Most Michigan residents are familiar with the recall petition drive against House Speaker Andy Dillon (D). The more savvy among them may even be familiar with how petition gatherers were harassed by police, township supervisors, and (naturally) Dillon and Democratic supporters.
Despite these obstacles petition gatherers collected 15,000+ signatures and filed them with the state--only to have them rejected by Michigan Secretary of State, Terri Lynn Land (R).
When I said national attention in the title I meant the attention of nationally syndicated columnist and radio host Paul Jacob. His recent article, The Rule of Law v. The Rule of Land, points out again how Michigan is again seems to be coming up on the short-end of the stick.
Having recently participated in gathering signatures for Ferndale's No PSD initiative and seeing first-hand how some parties directly affected by bad legislation aren't able to collect petition signatures against those same laws.
In the case of the PSD, the business owners that had to pay the Principal Shopping District tax (PSD) aren't allowed, by Ms.

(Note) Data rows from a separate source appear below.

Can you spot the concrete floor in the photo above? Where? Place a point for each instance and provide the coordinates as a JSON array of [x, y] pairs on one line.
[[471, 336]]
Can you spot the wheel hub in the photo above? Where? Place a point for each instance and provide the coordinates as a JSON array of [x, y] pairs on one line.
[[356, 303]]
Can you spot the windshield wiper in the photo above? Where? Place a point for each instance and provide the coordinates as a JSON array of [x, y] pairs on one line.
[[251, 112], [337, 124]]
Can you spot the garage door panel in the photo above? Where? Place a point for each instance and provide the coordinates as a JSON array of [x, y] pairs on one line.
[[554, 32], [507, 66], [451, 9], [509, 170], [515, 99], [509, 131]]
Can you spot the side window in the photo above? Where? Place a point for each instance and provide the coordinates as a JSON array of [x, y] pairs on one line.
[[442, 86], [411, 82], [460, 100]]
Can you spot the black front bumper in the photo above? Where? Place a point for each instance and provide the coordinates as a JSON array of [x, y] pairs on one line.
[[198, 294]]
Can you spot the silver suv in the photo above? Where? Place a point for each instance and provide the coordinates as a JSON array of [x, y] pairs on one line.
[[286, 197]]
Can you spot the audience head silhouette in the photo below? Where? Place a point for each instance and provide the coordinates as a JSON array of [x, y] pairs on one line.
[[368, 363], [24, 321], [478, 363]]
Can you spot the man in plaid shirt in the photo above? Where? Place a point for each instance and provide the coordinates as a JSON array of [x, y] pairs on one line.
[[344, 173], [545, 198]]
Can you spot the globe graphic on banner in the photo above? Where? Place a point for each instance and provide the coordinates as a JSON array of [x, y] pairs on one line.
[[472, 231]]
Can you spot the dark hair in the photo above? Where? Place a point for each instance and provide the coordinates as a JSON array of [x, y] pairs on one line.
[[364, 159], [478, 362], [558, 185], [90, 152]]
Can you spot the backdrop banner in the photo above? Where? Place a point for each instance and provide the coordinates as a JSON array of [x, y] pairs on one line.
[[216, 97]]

Land's rules, to collect petition signatures against it. Business owners had to rely on residents to do much of the work for them. Despite business owners' not-insignificant investment in our community they can not collect signatures because many aren't registered Ferndale electors.
That's not right. It's glad to know the Supreme Court agrees with me. It's disappointing to discover our secretary of state either disagrees or is ignorant of the issue. I suspect that after the appeal of her ruling she'll become more familiar with Buckley v ACLF.